Dass die Angeklagten den Geschädigten durch die mehrstündigen Tathandlungen, insbesondere die Fesselungen an Hand und Füßen, der Freiheit beraubt haben und damit den Tatbestand des § 239 Abs. 1 StGB verwirklicht haben, bedarf keiner weiteren Ausführungen. Da die durch die wuchtigen Schläge auf den Kopf und die Schnitte verursachte schwere Gesundheitsschädigung des Opfers erst nach dessen Befreiung verursacht wurde, liegen die Voraussetzungen der Freiheitsberaubung gemäß § 239 Abs. 3 Nr. 2 StGB nicht vor.
Einen versuchten Mord gemäß § 211 StGB hat die Kammer demgegenüber nicht angenommen. Habgier als Mordmerkmal scheidet aus, weil ein tatbeherrschendes Gewinnstreben um jeden Preis nicht anzunehmen ist. Den Angeklagten ging es nicht darum, dem Geschädigten Gegenstände zu entwenden. Für sie stand zunächst die Verletzung, Erniedrigung und Rache für die vermeintliche Vergewaltigung im Vordergrund, später die Tötung aus anderen Gründen. Sonstige niedrige Beweggründe im Sinne des § 211 StGB als Mordmerkmal scheiden ebenfalls aus. Niedrige Beweggründe liegen vor, wenn die Motive einer Tötung nach allgemeiner sittlicher Anschauung verachtenswert sind und auf tiefster Stufe stehen. Bezüglich der Angeklagten G2 und G1 ist zu berücksichtigen, dass sie bei der Tat bis zuletzt von einer Vergewaltigung der Mitangeklagten B1 durch den Geschädigten ausgingen. Die von ihnen verübte Selbstjustiz ist zwar verachtenswert, ihre besondere persönliche Beziehung zu der Mitangeklagten B1 lassen ihre Tötungsmotive jedoch nicht auf tiefster Stufe stehen, zumal hier der gruppendynamische Aspekt hinzu kommt. Die Tat wird nur in der Dreierkonstellation verständlich. Im Hinblick darauf sind auch die Motive der Angeklagten B1 nicht auf tiefster Stufe stehend im Sinne der vorgenannten Definition.
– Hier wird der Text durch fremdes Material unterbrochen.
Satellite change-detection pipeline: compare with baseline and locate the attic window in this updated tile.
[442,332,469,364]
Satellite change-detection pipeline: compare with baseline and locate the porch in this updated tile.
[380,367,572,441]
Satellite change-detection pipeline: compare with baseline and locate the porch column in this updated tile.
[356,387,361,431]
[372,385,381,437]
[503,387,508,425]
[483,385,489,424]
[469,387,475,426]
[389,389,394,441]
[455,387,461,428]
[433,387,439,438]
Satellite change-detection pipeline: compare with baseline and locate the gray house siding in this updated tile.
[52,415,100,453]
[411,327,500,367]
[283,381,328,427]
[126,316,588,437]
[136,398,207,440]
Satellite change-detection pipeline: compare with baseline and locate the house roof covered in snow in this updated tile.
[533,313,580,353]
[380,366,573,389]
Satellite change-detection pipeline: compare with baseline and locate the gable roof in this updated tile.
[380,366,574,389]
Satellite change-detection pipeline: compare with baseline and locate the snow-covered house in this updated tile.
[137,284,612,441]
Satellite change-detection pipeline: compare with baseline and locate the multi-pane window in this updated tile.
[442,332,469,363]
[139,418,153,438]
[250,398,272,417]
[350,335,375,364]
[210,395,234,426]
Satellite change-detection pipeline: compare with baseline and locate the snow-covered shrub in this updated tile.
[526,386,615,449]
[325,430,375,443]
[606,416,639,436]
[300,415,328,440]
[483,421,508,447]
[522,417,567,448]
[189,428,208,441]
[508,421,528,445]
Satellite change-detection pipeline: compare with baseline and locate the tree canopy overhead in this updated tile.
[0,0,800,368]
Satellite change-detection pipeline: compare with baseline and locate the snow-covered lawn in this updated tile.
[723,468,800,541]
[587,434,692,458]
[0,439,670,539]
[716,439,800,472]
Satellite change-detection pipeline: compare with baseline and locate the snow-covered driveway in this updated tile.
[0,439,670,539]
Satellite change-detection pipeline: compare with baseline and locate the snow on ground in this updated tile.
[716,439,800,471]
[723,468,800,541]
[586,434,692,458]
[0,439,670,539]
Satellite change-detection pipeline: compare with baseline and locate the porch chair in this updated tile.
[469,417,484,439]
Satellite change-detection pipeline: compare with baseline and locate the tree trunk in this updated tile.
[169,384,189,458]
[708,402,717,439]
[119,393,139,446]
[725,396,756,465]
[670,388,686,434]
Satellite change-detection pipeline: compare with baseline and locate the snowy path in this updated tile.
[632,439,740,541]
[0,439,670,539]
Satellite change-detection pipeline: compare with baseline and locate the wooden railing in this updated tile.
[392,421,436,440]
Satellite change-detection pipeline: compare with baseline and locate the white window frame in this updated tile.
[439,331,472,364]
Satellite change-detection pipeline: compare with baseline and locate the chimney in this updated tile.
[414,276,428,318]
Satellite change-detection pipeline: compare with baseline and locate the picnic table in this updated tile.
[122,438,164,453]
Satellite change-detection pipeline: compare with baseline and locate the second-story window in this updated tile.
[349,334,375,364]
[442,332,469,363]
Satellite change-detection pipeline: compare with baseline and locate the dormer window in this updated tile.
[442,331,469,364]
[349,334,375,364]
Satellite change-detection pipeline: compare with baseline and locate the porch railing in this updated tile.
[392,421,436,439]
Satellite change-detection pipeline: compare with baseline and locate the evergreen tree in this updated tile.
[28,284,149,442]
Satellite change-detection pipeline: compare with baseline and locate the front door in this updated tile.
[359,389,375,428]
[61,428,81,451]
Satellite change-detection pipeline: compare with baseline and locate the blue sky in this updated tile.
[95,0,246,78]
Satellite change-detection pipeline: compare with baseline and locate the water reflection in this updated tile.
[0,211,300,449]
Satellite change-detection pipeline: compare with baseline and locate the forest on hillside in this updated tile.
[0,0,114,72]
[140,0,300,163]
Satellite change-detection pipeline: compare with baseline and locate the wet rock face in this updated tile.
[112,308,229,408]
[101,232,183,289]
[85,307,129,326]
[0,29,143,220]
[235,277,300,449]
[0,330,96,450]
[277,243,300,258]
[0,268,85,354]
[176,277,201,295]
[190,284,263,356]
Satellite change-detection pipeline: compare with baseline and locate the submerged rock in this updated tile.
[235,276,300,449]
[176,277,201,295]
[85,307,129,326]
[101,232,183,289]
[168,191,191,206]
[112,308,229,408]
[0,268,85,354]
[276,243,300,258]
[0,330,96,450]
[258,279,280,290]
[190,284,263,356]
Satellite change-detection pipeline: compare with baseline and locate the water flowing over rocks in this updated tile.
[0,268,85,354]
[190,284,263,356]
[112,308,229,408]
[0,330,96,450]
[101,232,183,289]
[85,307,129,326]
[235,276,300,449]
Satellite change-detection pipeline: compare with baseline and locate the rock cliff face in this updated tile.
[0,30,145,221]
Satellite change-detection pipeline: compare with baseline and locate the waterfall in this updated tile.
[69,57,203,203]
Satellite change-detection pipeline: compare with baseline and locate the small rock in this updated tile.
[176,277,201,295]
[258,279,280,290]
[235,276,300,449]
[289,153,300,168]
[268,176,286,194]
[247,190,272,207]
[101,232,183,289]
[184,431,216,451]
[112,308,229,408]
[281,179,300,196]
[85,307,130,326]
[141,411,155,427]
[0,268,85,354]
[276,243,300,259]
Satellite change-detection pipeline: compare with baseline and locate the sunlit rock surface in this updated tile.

Mordmerkmale der zweiten Gruppe des § 211 StGB sind ebenfalls nicht gegeben. „Heimtücke“ scheidet schon deshalb aus, weil die Angeklagten zu Beginn des hinterlistigen Überfalls noch keinen Tötungsvorsatz hatten. Der Tötungsversuch durch die Schläge mit dem Schlagstock auf den Kopf und die nachfolgenden Schnitte sind auch nicht als „grausam“ im Sinne des § 211 StGB zu werten. „Grausam“ tötet, wer seinem Opfer in gefühlloser unbarmherziger Gesinnung Schmerzen oder Qualen körperlicher oder seelischer Art zufügt, die nach Stärke oder Dauer über das für die Tötung erforderliche Maß hinausgehen. Dafür besteht hier kein greifbarer Anhaltspunkt.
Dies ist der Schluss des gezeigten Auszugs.